The NSA Can’t Follow Its Own Rules

Barton Gellman reports that the NSA breaks its privacy rules thousands of times annually. The headline had me aghast – but the actual details? Not so much. The privacy rules seem to have been violated because of technical, not human, reasons. Mistaking the phone code “20” for “202” (Egypt vs DC) is not a sign of anyone’s deliberate abuse of the law. But it does emphatically reveal the risks and potential abuse involved in this massive collection of data. And it does show that this behemoth has slipped past any meaningful oversight. The lesson Marc Tracy draws from this latest, damning detail of the NSA program’s inherent threat to privacy:

There is a valuable, vital debate to be had over how much the federal government, in its intelligence programs, ought to be permitted to violate Americans’ privacy in an effort to protect Americans from a dangerous world that includes people who want to kill Americans. There are many different places where the important red lines can be drawn in this debate. It is a debate strewn with well-intentioned, conscientious people who would draw those lines at very different places. Let’s even be generous and stipulate that the question of whether the statutorily provided oversight of these programs belongs, as well, to that debate.

The terrifying thing is that we are not having that debate.
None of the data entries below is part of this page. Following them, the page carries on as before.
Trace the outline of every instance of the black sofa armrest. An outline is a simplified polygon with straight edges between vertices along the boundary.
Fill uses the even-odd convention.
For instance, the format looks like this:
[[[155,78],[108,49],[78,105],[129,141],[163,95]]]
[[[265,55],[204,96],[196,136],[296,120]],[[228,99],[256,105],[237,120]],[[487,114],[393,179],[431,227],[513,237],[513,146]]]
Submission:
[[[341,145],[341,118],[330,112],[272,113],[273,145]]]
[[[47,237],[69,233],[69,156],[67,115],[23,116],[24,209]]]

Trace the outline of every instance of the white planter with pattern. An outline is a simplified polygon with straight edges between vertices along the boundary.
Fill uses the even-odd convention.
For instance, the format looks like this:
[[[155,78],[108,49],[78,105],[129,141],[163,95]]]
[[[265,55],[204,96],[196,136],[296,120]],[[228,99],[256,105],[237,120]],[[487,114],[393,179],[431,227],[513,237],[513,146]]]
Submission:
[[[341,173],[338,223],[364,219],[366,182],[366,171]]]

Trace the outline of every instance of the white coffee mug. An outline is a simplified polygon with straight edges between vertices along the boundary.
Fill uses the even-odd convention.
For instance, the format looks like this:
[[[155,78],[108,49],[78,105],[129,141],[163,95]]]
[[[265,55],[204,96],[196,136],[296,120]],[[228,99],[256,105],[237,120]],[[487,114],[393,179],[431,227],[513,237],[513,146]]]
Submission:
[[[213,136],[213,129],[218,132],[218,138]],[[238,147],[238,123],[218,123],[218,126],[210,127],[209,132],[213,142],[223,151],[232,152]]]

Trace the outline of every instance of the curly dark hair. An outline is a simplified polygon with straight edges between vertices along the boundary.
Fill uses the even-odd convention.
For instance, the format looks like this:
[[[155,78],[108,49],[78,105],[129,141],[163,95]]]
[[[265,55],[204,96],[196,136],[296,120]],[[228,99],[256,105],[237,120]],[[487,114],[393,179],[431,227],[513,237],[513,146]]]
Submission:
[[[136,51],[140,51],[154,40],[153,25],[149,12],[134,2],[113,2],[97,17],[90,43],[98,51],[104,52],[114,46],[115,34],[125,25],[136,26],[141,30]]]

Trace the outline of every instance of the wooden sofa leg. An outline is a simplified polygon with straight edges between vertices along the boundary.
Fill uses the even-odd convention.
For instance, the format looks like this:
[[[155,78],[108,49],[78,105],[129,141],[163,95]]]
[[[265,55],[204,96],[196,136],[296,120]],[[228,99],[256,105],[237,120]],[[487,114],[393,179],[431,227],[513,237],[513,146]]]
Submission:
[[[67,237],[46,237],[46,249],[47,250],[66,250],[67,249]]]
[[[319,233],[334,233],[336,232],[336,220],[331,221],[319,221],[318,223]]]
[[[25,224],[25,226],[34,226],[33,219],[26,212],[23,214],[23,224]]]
As these documents are the latest things to demonstrate, the various overseers as well as the public do not have access to the information that even the current rules assert they should have. That is how I can state with certainty that we are not having that vital debate: We do not have the means to have that debate with any kind of authority; therefore, no matter how much we discuss these issues, we are not having that debate.

Ezra Klein adds:

In a companion story today, the chief judge of the U.S. surveillance courts made clear how much he doesn’t know, telling the Washington Post that “The FISC is forced to rely upon the accuracy of the information that is provided to the Court. The FISC does not have the capacity to investigate issues of noncompliance, and in that respect the FISC is in the same position as any other court when it comes to enforcing [government] compliance with its orders.”
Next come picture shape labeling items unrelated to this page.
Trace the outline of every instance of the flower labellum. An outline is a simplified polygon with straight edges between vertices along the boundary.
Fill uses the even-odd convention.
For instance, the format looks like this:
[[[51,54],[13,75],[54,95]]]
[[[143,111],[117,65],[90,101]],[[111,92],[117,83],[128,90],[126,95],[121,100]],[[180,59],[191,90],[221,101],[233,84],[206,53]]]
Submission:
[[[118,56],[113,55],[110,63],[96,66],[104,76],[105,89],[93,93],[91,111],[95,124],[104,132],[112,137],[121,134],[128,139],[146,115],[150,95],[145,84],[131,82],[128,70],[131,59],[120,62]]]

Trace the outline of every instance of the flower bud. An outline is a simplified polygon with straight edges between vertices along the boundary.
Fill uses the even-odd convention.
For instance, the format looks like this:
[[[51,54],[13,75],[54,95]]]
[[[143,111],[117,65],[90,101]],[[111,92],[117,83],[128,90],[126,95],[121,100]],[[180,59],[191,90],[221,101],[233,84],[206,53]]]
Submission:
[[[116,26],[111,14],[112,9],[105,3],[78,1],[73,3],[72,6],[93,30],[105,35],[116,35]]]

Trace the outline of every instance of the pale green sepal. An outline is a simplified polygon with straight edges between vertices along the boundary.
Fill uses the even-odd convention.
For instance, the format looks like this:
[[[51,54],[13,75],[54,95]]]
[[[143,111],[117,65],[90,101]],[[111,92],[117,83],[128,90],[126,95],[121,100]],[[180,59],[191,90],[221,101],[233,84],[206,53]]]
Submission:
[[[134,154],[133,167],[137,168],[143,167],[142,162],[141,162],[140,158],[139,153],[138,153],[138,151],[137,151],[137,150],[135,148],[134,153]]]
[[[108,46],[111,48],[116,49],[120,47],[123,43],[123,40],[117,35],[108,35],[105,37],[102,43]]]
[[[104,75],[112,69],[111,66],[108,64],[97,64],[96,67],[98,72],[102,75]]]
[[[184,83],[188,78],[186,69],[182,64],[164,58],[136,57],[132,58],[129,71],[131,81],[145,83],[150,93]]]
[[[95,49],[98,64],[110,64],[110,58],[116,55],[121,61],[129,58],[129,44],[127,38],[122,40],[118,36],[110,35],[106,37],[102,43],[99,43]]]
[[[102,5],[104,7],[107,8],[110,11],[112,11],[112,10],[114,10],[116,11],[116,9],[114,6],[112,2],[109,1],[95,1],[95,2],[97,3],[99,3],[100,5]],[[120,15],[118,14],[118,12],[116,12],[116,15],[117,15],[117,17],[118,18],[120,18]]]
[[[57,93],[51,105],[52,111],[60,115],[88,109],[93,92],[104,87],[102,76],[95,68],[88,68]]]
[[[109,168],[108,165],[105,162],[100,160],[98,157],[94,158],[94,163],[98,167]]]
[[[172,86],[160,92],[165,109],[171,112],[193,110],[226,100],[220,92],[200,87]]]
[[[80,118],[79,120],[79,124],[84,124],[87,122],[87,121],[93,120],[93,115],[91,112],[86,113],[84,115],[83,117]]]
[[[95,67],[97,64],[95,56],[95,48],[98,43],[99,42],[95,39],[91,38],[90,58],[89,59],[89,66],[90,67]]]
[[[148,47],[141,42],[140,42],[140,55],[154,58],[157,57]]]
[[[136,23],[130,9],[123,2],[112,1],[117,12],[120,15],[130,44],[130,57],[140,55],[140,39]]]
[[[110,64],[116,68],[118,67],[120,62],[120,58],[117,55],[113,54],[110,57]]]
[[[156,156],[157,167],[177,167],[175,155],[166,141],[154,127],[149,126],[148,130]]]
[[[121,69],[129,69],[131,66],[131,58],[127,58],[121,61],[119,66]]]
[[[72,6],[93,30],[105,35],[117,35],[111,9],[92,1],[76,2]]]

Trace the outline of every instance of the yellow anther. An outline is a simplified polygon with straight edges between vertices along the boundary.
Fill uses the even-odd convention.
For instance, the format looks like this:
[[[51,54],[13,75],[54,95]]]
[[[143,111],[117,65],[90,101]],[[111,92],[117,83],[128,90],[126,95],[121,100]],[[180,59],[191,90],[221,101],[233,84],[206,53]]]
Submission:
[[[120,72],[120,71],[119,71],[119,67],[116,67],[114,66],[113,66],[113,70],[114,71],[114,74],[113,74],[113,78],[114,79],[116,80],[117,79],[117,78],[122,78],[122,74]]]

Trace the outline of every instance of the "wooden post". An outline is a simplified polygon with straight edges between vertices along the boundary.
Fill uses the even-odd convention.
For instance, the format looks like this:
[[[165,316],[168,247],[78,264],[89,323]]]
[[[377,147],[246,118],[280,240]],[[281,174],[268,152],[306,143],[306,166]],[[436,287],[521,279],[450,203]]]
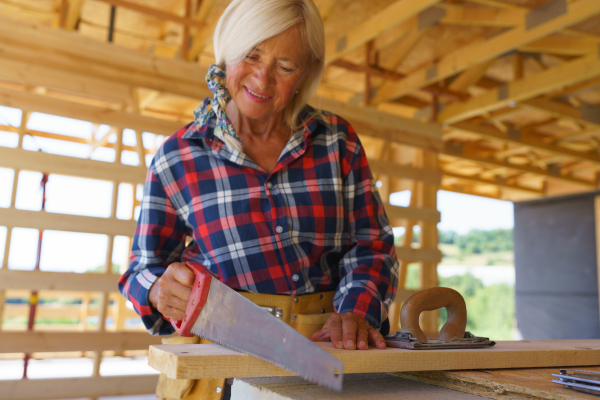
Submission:
[[[420,154],[419,154],[420,153]],[[422,168],[438,168],[438,155],[425,150],[418,150],[419,163]],[[423,208],[437,209],[437,186],[419,183],[420,206]],[[419,242],[422,249],[437,249],[438,234],[437,224],[431,222],[420,222],[421,232]],[[421,289],[438,286],[437,263],[421,262],[419,275]],[[421,329],[425,334],[433,335],[438,331],[438,311],[426,311],[421,314]],[[430,337],[430,336],[428,336]]]
[[[115,164],[121,164],[121,153],[123,151],[123,129],[117,129],[117,141],[115,143]],[[119,182],[113,181],[113,193],[111,202],[110,218],[117,218],[117,201],[119,199]],[[104,263],[104,274],[112,273],[112,255],[114,247],[115,235],[108,235],[108,247],[106,249],[106,262]],[[106,314],[109,298],[108,293],[102,292],[98,301],[98,326],[97,331],[104,332],[106,330]],[[94,369],[93,377],[100,376],[100,364],[102,363],[102,352],[94,353]]]
[[[596,270],[598,275],[598,301],[600,304],[600,196],[594,198],[594,221],[596,224]]]
[[[192,17],[192,0],[185,0],[185,17]],[[190,26],[183,25],[183,40],[181,43],[181,59],[187,61],[190,50]]]

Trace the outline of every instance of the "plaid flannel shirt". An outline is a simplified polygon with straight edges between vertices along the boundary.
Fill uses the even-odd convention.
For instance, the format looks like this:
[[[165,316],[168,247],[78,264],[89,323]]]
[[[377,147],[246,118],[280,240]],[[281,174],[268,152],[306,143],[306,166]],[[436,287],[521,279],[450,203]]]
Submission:
[[[342,118],[309,106],[304,113],[270,174],[230,151],[214,135],[214,118],[183,127],[158,150],[119,281],[150,333],[173,332],[150,305],[151,285],[171,263],[188,260],[234,289],[334,290],[337,312],[376,328],[387,318],[398,261],[364,150]]]

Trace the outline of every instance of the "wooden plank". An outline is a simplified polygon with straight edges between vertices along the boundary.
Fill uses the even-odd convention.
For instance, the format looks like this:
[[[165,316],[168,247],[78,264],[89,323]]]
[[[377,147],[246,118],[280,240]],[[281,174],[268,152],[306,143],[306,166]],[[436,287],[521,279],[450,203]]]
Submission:
[[[547,144],[540,140],[534,139],[529,135],[521,135],[521,132],[518,132],[520,138],[517,138],[515,136],[503,133],[494,126],[476,125],[468,121],[452,124],[450,125],[450,129],[474,133],[485,139],[497,140],[502,143],[516,144],[518,146],[526,146],[532,149],[542,150],[552,155],[567,156],[577,161],[589,161],[595,164],[600,163],[600,156],[598,154],[592,152],[584,153],[581,151],[569,150],[564,147]]]
[[[442,252],[438,249],[413,249],[411,247],[396,247],[396,256],[405,262],[426,262],[438,264],[442,261]]]
[[[0,167],[16,168],[48,174],[76,176],[80,178],[144,184],[147,169],[144,166],[116,165],[104,161],[59,156],[22,149],[0,147]]]
[[[538,97],[536,99],[530,99],[520,103],[523,107],[530,108],[533,110],[543,111],[552,115],[554,118],[568,118],[577,122],[578,124],[588,125],[600,129],[600,124],[590,118],[587,118],[580,109],[571,106],[570,104],[552,101]]]
[[[124,1],[124,0],[96,0],[96,1],[108,3],[115,7],[128,8],[130,10],[137,11],[142,14],[151,15],[151,16],[159,18],[159,19],[176,22],[176,23],[179,23],[179,24],[182,24],[185,26],[189,26],[192,28],[197,28],[197,29],[204,28],[203,22],[197,21],[197,20],[189,18],[189,17],[180,17],[179,15],[176,15],[176,14],[170,14],[170,13],[166,12],[165,10],[161,10],[158,8],[146,7],[146,6],[137,4],[137,3],[130,3],[129,1]]]
[[[179,122],[146,117],[126,111],[100,108],[7,88],[0,88],[0,104],[25,111],[37,111],[119,128],[151,132],[157,135],[171,136],[182,127],[182,124]]]
[[[0,17],[2,57],[194,99],[209,95],[206,68]]]
[[[43,86],[84,96],[126,103],[129,86],[108,79],[7,58],[0,52],[0,79],[25,86]]]
[[[49,400],[81,397],[152,394],[158,375],[0,381],[0,393],[11,400]]]
[[[118,275],[0,270],[0,289],[118,292]]]
[[[81,7],[85,0],[68,0],[67,1],[67,13],[65,18],[65,24],[63,28],[68,31],[72,31],[79,22],[79,16],[81,14]]]
[[[39,298],[40,296],[38,296]],[[58,296],[56,296],[58,297]],[[83,298],[82,304],[38,304],[35,310],[36,318],[75,318],[80,319],[80,323],[85,323],[85,317],[83,316],[82,309],[85,309],[85,316],[95,317],[98,315],[98,310],[95,307],[89,307],[89,297]],[[125,300],[124,297],[123,300]],[[87,303],[87,305],[86,305]],[[128,308],[124,309],[124,316],[127,318],[137,318],[138,315],[135,311]],[[29,315],[28,304],[5,304],[4,305],[4,316],[5,317],[27,317]],[[35,350],[37,351],[37,350]]]
[[[596,227],[596,271],[598,279],[598,301],[600,303],[600,196],[594,197],[594,224]]]
[[[436,169],[415,168],[388,161],[369,160],[369,167],[374,174],[387,175],[393,178],[411,179],[420,182],[440,184],[442,173]]]
[[[275,345],[275,344],[274,344]],[[530,340],[497,342],[487,349],[338,350],[318,343],[344,363],[345,374],[541,368],[600,364],[600,340]],[[148,365],[172,379],[291,376],[265,361],[214,344],[150,346]]]
[[[524,25],[491,38],[476,40],[443,56],[436,64],[423,66],[404,79],[386,83],[374,98],[374,104],[402,97],[425,85],[439,82],[476,64],[497,58],[550,33],[581,22],[600,13],[600,2],[581,0],[569,3],[567,13],[527,30]],[[435,74],[432,74],[432,68]],[[428,73],[429,71],[429,73]]]
[[[464,103],[450,104],[440,112],[438,121],[455,123],[597,76],[600,76],[600,56],[593,54],[491,89]]]
[[[300,377],[235,379],[232,399],[244,400],[481,400],[480,397],[428,385],[389,374],[357,374],[344,377],[335,392]]]
[[[388,218],[408,219],[412,221],[424,221],[432,224],[437,224],[441,221],[441,214],[434,208],[422,207],[401,207],[393,206],[387,202],[383,202],[385,213]]]
[[[347,119],[359,136],[369,136],[398,144],[440,151],[442,128],[438,124],[423,123],[379,111],[358,107],[324,97],[313,98],[309,104]]]
[[[581,369],[600,372],[600,367]],[[592,399],[593,396],[550,382],[559,368],[483,371],[402,372],[394,375],[492,399]]]
[[[117,218],[83,217],[44,211],[10,210],[0,208],[0,223],[6,226],[53,231],[98,233],[131,236],[136,221]]]
[[[578,185],[588,187],[588,188],[593,188],[593,189],[596,188],[596,184],[592,181],[586,181],[583,179],[579,179],[579,178],[575,178],[575,177],[567,176],[567,175],[554,175],[554,174],[547,172],[546,170],[543,170],[540,168],[535,168],[535,167],[530,167],[528,165],[510,164],[506,161],[496,160],[492,157],[482,157],[478,154],[473,154],[470,152],[456,151],[456,149],[454,149],[454,148],[452,148],[452,146],[448,146],[448,145],[446,145],[446,148],[443,153],[447,154],[449,156],[452,156],[452,157],[457,157],[460,159],[473,161],[473,162],[476,162],[476,163],[482,164],[482,165],[489,165],[492,167],[509,168],[514,171],[520,171],[523,173],[531,173],[531,174],[543,176],[547,179],[568,182],[568,183],[576,183]]]
[[[498,186],[498,187],[512,189],[512,190],[518,190],[520,192],[532,193],[532,194],[536,194],[539,196],[542,196],[544,194],[544,191],[542,189],[533,189],[530,187],[525,187],[525,186],[509,183],[506,180],[484,179],[484,178],[481,178],[476,175],[462,175],[462,174],[456,174],[456,173],[449,172],[449,171],[444,171],[444,176],[449,177],[449,178],[457,178],[457,179],[462,179],[462,180],[466,180],[466,181],[481,183],[484,185],[493,185],[493,186]]]
[[[325,64],[375,39],[385,30],[418,15],[440,0],[398,0],[358,26],[336,35],[325,46]]]
[[[160,343],[146,332],[0,332],[0,353],[146,350]]]
[[[565,56],[582,56],[598,51],[599,40],[589,37],[567,35],[549,35],[521,46],[519,49],[528,53],[549,53]]]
This is the reality of the NSA spying programs: Aside from Snowden’s leaks, we only know what the government is telling us. Of course, that’s always the case with intelligence operations. What’s scarier is that the oversight bodies only know what the government is telling them, too.

Friedersdorf calls for a new Church Committee:

Note that the 2,776 incidents of illegal surveillance don’t mean that just 2,766 people had their rights violated — rather, in just a single one of those 2,776 incidents, 3,000 people had their rights violated. As the story notes, “There is no reliable way to calculate from the number of recorded compliance issues how many Americans have had their communications improperly collected, stored or distributed by the NSA.” And that is another reason that an intrusive Congressional investigation into these practices is urgently needed.